Этот видный и высокопоставленный командир покидал польскую столицу в спешке и, по всей видимости, не сумел захватить с собой все имущество. Пришлось кое-что оставить, и военный атташе тревожился: как бы хозяин не воспользовался его вещами. Чтобы предотвратить такую неприятность, Рыбалко забрал из квартиры два чемодана ценностей (столовое серебро и пр.) как залог за оставленное там имущество. Правда, он утверждал, что это имущество – собственность наркомата обороны. Вполне вероятно, что это соответствовало действительности и речь шла, допустим, о предметах обстановки, приобретенных за казенный счет. Очевидно, Рыбалко предполагал вскоре вернуться. Не предполагал, что война так быстро закончится и Варшаву займут немцы на целых шесть лет.

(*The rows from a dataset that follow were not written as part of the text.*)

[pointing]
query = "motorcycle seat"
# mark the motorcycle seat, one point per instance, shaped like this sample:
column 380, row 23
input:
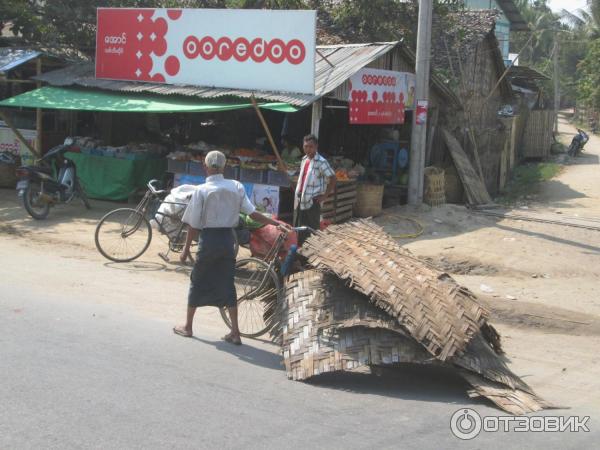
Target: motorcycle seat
column 46, row 170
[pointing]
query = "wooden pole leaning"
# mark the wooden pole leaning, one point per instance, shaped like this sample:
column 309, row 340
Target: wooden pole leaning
column 280, row 164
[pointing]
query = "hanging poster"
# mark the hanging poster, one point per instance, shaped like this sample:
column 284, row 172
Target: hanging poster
column 10, row 144
column 421, row 112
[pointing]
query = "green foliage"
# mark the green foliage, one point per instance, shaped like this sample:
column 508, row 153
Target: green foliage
column 588, row 89
column 526, row 180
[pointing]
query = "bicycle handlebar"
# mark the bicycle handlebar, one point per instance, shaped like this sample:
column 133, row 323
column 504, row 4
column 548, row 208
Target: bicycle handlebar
column 304, row 228
column 153, row 189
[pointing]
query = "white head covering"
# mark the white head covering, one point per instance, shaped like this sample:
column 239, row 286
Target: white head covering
column 215, row 160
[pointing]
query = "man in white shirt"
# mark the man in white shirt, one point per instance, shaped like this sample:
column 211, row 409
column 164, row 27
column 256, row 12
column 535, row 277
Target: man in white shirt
column 211, row 215
column 315, row 184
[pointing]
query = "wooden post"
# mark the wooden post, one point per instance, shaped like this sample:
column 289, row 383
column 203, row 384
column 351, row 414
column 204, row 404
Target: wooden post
column 38, row 112
column 431, row 135
column 317, row 113
column 281, row 165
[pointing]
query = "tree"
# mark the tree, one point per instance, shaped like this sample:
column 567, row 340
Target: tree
column 588, row 88
column 586, row 21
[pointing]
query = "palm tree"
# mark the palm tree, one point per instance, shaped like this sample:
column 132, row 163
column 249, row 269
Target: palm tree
column 587, row 20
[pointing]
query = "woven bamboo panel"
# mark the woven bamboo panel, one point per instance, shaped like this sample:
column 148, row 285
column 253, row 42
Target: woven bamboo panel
column 327, row 327
column 474, row 186
column 514, row 401
column 437, row 312
column 537, row 137
column 435, row 189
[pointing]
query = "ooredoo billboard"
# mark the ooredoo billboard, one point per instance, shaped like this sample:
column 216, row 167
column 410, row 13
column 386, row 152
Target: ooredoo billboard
column 228, row 48
column 380, row 96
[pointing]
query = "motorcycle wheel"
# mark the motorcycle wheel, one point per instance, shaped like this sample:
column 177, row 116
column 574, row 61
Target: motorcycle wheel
column 31, row 201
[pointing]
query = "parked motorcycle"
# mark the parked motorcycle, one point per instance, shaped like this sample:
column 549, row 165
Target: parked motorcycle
column 577, row 143
column 40, row 189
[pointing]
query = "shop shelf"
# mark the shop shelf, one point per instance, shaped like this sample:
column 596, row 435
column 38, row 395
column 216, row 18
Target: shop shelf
column 177, row 166
column 278, row 178
column 196, row 168
column 252, row 176
column 231, row 173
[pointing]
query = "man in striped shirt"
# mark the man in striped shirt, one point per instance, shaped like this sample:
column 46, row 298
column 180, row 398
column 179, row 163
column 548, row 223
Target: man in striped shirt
column 315, row 184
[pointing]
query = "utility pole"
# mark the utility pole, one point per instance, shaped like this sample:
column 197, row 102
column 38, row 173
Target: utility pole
column 556, row 82
column 418, row 139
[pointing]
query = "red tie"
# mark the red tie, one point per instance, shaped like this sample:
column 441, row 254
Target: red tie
column 304, row 173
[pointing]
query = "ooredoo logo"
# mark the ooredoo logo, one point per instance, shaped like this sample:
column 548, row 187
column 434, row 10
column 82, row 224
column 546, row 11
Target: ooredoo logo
column 379, row 80
column 259, row 49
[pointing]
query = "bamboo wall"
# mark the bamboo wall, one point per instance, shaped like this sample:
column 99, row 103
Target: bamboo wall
column 537, row 136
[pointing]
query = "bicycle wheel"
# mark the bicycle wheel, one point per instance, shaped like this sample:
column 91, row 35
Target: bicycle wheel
column 123, row 235
column 254, row 283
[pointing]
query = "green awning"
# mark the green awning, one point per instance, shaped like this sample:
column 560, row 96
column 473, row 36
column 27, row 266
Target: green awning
column 50, row 97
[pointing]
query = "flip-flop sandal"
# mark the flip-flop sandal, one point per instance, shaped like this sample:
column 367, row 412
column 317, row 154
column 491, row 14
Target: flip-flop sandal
column 229, row 338
column 181, row 332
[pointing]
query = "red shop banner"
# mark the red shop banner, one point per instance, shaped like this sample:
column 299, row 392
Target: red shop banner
column 378, row 97
column 239, row 49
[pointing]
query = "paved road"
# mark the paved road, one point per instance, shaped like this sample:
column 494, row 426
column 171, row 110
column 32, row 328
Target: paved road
column 80, row 373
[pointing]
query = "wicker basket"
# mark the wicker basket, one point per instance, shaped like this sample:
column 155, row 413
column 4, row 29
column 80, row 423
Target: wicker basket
column 369, row 198
column 435, row 191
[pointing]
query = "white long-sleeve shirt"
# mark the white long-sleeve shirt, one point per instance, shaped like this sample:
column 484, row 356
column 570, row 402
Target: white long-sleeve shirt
column 217, row 204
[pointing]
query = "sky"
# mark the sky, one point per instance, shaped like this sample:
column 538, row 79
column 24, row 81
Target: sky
column 569, row 5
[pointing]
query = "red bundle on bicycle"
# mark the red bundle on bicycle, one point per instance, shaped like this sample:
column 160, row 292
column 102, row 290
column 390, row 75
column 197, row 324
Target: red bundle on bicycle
column 262, row 240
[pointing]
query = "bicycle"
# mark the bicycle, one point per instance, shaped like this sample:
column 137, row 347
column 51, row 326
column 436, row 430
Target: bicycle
column 124, row 234
column 257, row 281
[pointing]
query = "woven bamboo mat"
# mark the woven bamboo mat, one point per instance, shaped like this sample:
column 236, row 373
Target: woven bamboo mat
column 325, row 326
column 437, row 312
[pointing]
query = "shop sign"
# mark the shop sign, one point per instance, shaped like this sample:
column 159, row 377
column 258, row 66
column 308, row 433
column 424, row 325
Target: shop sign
column 379, row 96
column 421, row 112
column 13, row 146
column 227, row 48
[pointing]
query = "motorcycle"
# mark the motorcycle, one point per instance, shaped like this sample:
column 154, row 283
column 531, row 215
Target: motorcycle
column 39, row 189
column 577, row 143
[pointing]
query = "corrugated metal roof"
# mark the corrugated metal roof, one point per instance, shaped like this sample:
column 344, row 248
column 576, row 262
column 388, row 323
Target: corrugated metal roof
column 526, row 73
column 512, row 13
column 334, row 65
column 14, row 57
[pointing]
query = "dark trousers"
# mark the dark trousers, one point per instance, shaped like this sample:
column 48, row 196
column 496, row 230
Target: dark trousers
column 310, row 217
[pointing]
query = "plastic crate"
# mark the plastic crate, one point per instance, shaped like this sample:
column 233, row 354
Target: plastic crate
column 252, row 176
column 231, row 173
column 177, row 166
column 196, row 168
column 277, row 178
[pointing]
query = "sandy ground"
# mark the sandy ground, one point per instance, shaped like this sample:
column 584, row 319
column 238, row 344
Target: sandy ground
column 540, row 281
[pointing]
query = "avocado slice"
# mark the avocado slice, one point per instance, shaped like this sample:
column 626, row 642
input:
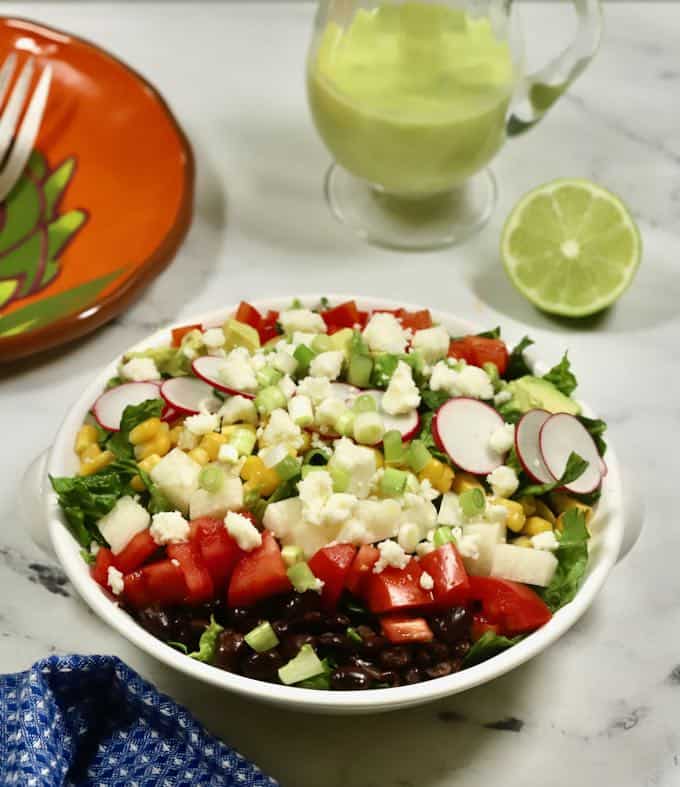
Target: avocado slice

Скорее всего, данная операция была произведена в отсутствие хозяина, который едва ли бы по доброй воле отдал два чемодана серебряных вилок и ложек и прочих ценных вещей. Возможно, его призвали в армию или он отсутствовал по какой-то другой причине. Так или иначе, чемоданы были доставлены в полпредство, где их содержимое сохранилось лишь частично. Очевидно, в условиях военной неразберихи, осады города, артобстрела и выстраданной эвакуации кто-то польстился на столовое серебро. Или его расхитили уже после эвакуации, когда здание полпредства на какое-то время оказалось без присмотра.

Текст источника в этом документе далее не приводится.